Zebrafish embryos are transparent and develop outside the mother’s body, which gives scientists a detailed view of early development.
Lila Solnica-Krezel, professor and head of the department of developmental biology at Washington University School of Medicine in St. Louis, and her team are revealing new clues to how birth defects develop in the tiniest embryos. Here, Solnica-Krezel explains her lab’s recent work, which appears in the journal Developmental Cell.
What did you set out to study?
We know that some birth defects develop very early in embryonic development. We were especially interested in proteins called giant cadherins that are responsible for making cells stick together to form tissues.
In recent years, scientists have started to link these molecules to human birth defects, such as abnormal brain development and abnormal heart development. Van Maldergem syndrome, for example, is a neurological condition associated with abnormal giant cadherins. Some heart valve defects also have been linked to problems with giant cadherins. But we don’t understand how they’re involved in these conditions.
What did you discover?
We have shown that these proteins also are involved in cell division, a process essential to life. That was not suspected. It’s not that all cell division is stopped when giant cadherins are defective or absent, it’s that a fraction of cell divisions are abnormal. The embryo keeps developing, but maybe 10 to 20 percent of cell divisions are abnormal. We suspect this may be why people haven’t noticed it before. It’s not an absolute block of cell division. But some cells divide into three, for example. This is not normal—a cell should divide in two. Otherwise, the genetic material is not partitioned correctly.

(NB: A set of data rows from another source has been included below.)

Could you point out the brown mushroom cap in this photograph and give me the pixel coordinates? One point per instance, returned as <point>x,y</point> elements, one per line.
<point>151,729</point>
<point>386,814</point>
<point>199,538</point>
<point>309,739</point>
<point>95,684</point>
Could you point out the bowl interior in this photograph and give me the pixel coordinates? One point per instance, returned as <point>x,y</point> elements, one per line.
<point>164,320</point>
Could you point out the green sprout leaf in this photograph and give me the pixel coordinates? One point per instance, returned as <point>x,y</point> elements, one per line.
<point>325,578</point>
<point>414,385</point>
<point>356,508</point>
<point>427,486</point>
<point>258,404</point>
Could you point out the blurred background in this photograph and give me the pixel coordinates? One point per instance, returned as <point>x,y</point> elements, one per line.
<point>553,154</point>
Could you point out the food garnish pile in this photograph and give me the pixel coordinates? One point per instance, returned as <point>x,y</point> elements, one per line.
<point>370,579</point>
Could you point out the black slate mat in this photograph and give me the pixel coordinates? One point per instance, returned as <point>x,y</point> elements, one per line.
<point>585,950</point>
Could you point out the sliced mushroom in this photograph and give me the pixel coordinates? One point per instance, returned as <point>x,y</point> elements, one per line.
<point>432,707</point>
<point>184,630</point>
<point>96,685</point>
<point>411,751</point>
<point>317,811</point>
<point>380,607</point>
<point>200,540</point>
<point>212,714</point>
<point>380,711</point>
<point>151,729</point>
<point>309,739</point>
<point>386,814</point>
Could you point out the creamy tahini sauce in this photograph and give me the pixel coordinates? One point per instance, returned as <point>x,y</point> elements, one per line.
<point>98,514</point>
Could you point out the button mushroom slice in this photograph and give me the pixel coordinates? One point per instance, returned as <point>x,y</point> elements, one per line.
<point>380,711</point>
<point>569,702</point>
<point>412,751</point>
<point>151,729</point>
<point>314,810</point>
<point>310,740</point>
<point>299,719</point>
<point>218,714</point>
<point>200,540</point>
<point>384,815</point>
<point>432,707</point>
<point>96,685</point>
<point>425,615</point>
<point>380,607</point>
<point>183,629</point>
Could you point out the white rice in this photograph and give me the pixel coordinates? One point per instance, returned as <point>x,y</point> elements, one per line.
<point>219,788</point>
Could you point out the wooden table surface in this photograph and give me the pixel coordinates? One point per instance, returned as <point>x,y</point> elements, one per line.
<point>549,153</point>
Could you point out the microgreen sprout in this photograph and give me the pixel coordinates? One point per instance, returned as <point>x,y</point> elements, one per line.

We also found that in normal cells, structural elements of the cell that carry out cell division are constantly turning over at a specific rate in a very dynamic manner. But in zebrafish mutant embryos that lack giant cadherins, graduate students in my lab, including Jiakun Chen and Gina Castelvecchi, showed that the turnover of these structural elements is sluggish. This may be part of why their cell division is abnormal.
Why is this important?
In addition to helping us understand the origin of some birth defects, we were surprised to be able to link our discoveries to current cancer therapies.
We found through collaboration with Helen McNeill, professor of developmental biology [and collaborator from Barnes Jewish Hospital], that at least one way this giant cadherin affects structural elements of cells is through binding to a protein called Aurora B. This protein is required for cell division across species, from fruit flies and zebrafish to mammals, including people. Because tumor cells divide faster than normal cells, drugs against Aurora B are common cancer therapeutics. Our study potentially identifies additional molecules that could be targeted by cancer drugs.
The National Institutes of Health; the Canadian Institute of Health Research; and the Tier 1 Canada Research Chair in Coordinating Growth and Polarity supported the work.